By Sabrina Karl
The COVID-19 pandemic has altered our world in countless ways, including many changes surrounding savings, investing, and borrowing. If you hold a savings or money market account at a bank or credit union, you may have noticed a significant rule change there.
Prior to the coronavirus, the Federal Reserve’s Regulation D limited how many times consumers could move money out of a savings or money market account each month, capping it at six per monthly statement cycle. This applies to both banks and credit unions.

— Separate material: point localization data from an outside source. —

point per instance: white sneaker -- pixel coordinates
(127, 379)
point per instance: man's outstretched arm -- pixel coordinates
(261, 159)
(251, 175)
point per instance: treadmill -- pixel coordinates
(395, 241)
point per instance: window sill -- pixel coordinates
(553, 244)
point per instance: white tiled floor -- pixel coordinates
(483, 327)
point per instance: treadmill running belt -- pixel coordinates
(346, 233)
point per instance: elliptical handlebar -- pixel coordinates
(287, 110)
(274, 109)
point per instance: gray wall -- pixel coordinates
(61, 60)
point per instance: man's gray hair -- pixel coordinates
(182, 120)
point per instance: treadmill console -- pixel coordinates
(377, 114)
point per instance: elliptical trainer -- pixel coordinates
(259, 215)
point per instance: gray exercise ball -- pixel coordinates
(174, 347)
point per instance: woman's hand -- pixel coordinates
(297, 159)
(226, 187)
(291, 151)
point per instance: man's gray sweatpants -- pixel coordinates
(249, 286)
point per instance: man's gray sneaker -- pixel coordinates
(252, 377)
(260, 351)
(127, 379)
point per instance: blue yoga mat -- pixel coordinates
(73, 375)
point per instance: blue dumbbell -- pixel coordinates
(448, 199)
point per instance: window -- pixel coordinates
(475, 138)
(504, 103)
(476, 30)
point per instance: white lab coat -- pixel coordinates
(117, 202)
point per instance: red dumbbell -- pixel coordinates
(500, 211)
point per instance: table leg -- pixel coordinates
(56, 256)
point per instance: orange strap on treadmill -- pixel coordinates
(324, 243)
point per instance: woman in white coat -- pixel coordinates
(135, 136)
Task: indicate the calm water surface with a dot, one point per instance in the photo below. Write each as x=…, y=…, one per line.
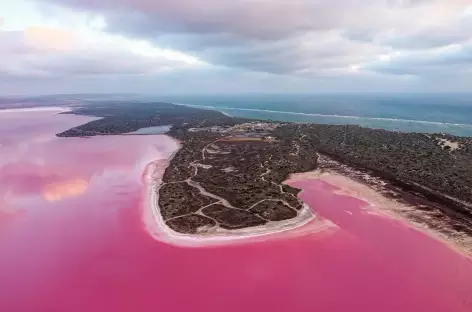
x=72, y=239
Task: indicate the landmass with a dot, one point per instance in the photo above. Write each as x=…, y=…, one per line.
x=229, y=172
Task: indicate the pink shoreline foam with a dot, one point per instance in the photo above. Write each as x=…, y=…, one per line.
x=305, y=223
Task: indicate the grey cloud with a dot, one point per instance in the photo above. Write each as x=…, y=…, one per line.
x=21, y=59
x=427, y=64
x=270, y=36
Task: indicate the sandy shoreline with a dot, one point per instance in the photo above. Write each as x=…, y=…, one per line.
x=378, y=204
x=305, y=222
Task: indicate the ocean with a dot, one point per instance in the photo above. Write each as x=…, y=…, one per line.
x=433, y=113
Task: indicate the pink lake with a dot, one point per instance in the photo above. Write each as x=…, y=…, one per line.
x=72, y=238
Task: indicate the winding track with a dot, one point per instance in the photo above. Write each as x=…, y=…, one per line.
x=221, y=200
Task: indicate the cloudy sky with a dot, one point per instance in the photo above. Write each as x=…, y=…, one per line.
x=223, y=46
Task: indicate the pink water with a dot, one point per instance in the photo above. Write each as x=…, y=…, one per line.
x=72, y=239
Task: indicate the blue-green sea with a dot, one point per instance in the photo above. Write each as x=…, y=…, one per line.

As a result, most financial institutions charge a fee when withdrawals exceed the limit, to help discourage customers from breaking the Fed rule. If a consumer violates the limit repeatedly, some banks will close the account.
But in a move to help make access to cash easier for Americans who might be struggling financially during the pandemic, the Fed in April completely removed the maximum withdrawals limit.
That’s not to say, however, that your bank or credit union is necessarily erasing the requirement from its own rules. The Fed change only indicates that financial institutions are no longer required to enforce a withdrawal limit. Whether they still do is up to them.
Fortunately, with many institutions taking multiple measures to support their customers during COVID-19, many are indeed following the Fed change and waiving excessive withdrawal fees.
But if wanting to take money out of your savings more than six times per month is something you need or want right now, it’s wise to check specifically whether your financial institution is following the new Fed leniency. If not, it’s worth asking for an exception.
No one knows whether this Fed change will be permanent, including the Fed. But at the current time, they’ve indicated there are no specific plans for bringing the limit back.